Segundo Domingo de Páscoa – Ano A

(At 2,42-47; Sl 117[118]; 1Pd 1,3-9; Jo 20,19-31)

1. A vida dos apóstolos após a morte e ressurreição de Cristo não foi muito fácil. Haviam recebido a missão do Mestre de levar a todo o mundo a Boa Nova, como extensão da própria missão que Jesus recebeu do seu Pai. Mas no meio deles há um refratário em acolher a alegre notícia da Ressurreição, que constitui o núcleo essencial do anúncio missionário.

2. Ele não confia no testemunho dos seus companheiros. Quer ver, tocar, conferir. Não é aqui um estranho, um inimigo ou alguém hostil que deseja tais provas, mas um de casa. Se ele age assim, imagine o que se pode esperar dos outros que não viveram pessoalmente com Jesus.

3. Ele deixa claro de não contentar-se só com o vê, talvez sua visão possa enganá-lo: quer tocar. Por que ele, infelizmente ausente, deve contentar-se de crer a partir das palavras dos outros?

4. Não é difícil, para alguém em nosso tempo, reconhecer-se na atitude de Tomé, precursor, em certo sentido, de uma mentalidade dominada pela tecnologia e pela ciência, para a qual o que conta é ver, tocar, pesar, medir, analisar, calcular....

5. Parece que falta quase que totalmente ao nosso tempo um modo de conhecer pela contemplação, onde os sentidos são substituídos pelo silêncio, atenção, admiração, amor, intuição, poesia.

6. Assistimos a uma pavorosa mutilação dos espíritos, pela qual o ser humano não reconhece aquilo que supera suas capacidades naturais. O mistério lhe é estranho, objeto de suspeita e por fim de zombaria.
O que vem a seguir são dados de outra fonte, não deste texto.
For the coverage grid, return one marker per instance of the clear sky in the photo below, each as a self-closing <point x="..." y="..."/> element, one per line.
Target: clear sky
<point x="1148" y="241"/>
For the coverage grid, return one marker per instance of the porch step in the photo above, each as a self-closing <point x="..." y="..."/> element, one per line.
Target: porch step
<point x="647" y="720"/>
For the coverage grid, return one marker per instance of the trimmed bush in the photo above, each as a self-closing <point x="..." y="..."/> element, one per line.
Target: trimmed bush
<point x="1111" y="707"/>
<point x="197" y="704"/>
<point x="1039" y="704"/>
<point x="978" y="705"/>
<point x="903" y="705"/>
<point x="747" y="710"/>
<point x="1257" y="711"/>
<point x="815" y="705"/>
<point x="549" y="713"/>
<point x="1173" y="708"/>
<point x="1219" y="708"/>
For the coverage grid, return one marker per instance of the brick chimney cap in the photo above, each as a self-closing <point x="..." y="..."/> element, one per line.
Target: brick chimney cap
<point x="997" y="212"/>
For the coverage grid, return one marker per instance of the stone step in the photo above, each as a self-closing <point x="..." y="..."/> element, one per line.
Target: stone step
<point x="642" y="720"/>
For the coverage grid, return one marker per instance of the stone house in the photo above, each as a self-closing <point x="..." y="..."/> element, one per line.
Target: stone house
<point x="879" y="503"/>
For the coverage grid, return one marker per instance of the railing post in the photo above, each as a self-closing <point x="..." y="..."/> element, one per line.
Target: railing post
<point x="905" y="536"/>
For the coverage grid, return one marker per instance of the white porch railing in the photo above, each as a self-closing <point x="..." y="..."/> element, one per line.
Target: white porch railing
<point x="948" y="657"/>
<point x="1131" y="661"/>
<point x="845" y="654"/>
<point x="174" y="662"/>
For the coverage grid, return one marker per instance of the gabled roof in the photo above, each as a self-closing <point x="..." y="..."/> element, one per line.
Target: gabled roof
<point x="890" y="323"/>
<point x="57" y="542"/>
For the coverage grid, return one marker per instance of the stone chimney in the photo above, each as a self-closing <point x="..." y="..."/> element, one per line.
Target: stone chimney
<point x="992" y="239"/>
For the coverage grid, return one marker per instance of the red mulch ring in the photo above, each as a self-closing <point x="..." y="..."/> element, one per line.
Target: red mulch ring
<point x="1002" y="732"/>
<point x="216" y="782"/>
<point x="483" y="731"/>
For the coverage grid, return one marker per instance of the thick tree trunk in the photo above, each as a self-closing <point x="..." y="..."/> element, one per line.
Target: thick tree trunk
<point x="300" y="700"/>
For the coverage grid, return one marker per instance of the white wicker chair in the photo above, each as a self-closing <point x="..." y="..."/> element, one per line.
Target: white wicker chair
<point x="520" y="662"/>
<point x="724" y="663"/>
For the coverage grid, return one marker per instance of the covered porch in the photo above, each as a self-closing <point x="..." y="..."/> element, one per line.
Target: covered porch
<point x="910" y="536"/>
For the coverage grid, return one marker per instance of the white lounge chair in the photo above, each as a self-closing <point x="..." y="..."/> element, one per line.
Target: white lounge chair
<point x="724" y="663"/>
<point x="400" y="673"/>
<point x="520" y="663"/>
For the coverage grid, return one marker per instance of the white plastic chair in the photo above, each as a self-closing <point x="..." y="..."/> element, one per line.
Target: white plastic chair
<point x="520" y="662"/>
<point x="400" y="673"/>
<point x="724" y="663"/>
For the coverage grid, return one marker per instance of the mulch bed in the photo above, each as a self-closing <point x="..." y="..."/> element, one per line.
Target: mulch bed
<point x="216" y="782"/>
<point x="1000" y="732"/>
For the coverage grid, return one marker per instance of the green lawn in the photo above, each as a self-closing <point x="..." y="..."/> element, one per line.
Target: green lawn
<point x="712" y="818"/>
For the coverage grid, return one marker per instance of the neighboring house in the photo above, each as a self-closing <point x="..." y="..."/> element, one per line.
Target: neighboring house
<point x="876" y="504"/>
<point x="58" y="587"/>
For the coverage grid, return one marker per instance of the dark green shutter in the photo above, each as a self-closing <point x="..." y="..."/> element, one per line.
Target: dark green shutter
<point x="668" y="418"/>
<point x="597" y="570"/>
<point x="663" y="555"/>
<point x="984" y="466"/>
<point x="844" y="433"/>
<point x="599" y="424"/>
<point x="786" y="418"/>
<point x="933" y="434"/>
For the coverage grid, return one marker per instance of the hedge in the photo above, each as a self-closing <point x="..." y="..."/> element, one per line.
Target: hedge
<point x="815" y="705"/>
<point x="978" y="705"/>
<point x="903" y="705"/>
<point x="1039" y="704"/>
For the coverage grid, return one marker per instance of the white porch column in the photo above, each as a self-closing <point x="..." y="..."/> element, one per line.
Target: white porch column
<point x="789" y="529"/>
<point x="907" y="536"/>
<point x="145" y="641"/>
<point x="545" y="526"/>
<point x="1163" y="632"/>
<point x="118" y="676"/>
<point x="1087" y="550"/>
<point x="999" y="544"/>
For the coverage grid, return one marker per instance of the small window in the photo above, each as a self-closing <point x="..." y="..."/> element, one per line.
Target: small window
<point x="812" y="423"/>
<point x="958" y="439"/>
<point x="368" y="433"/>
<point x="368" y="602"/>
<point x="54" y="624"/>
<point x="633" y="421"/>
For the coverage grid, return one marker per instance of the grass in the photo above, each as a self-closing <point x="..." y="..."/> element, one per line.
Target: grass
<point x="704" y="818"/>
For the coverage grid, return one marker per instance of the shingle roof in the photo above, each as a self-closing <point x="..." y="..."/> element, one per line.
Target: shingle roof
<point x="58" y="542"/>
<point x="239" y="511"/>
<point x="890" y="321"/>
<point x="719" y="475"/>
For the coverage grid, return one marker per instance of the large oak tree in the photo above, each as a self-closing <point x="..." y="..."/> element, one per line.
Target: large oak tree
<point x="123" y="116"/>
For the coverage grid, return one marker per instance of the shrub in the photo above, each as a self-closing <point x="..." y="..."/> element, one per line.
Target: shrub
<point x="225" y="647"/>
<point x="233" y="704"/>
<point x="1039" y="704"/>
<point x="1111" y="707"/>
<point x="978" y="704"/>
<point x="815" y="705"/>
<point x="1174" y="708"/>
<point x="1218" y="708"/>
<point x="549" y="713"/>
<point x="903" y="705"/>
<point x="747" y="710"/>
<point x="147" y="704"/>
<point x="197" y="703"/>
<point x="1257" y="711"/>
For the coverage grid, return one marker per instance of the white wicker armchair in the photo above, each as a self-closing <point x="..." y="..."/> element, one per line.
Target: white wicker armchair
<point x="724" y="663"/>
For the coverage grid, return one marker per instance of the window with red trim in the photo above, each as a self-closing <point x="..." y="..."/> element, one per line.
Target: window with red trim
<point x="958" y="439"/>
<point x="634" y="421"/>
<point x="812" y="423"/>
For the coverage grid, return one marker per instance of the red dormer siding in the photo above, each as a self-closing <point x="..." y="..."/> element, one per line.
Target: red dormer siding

7. A vida, assim, se empobrece, banalizando-se. Obstinado em ter, prazer, produzir, consumir, não consegue descobrir o sentido autêntico da vida, porque está sempre preocupado em melhorar o padrão de vida. Do momento que Deus não se encontra numa proveta ou num composto eletrônico, não se sabe nada. E como se não existisse. Não interessa.

8. E assim encontramos Tomé diante do crucificado ressuscitado, que parece disposto a satisfazer sua curiosidade, e seu desejo de realidade e concretude. Quando Jesus avança em sua direção, de modo imprevisível, ele renuncia tal verificação com uma grande resposta: ‘Meu Senhor e meu Deus!’.

9. É a resposta de um homem transformado pela presença do Senhor, cujos sentidos são purificados; já não tem necessidade dos mesmos. Ele não tem mais necessidade de tocar. De agora em diante o contato com Jesus se realiza pela fé, ao interno de uma comunidade fundada no testemunho. Ele vê através dela, pelo Espírito.

10. E brota assim a única bem-aventurança registrada pelo Evangelista: ‘Bem-aventurados os que creram sem ter visto’. O milagre não conduz necessariamente à fé. Ele é o prêmio de quem crê. No fundo, o verdadeiro milagre é crer.

11. Por fim, João explica o motivo pelo qual escreveu o seu evangelho (20,30-31). Não é um livro para satisfazer curiosidades ou aumentar a bagagem de conhecimento, mas para alimentar a fé, fazer crescer na fé, sustentar um longo itinerário da fé. Neste caminho, podemos adotar tranquilamente como companheiro de viagem a Tomé, aquele que não estava lá.

12. Um como nós, que não cai logo de joelhos, que não confia, que resiste, que tem dúvidas, hesitações; que permanece obstinadamente num nível ‘terrestre’, que tem necessidade da infinita paciência de Deus, que não se rende fácil. Mas que através desse longo e tormentoso itinerário, guiado pelo Espírito, descobre por fim, o gesto adequado e a palavra mais simples para dizer a coisa mais importante: “Meu Senhor e meu Deus”.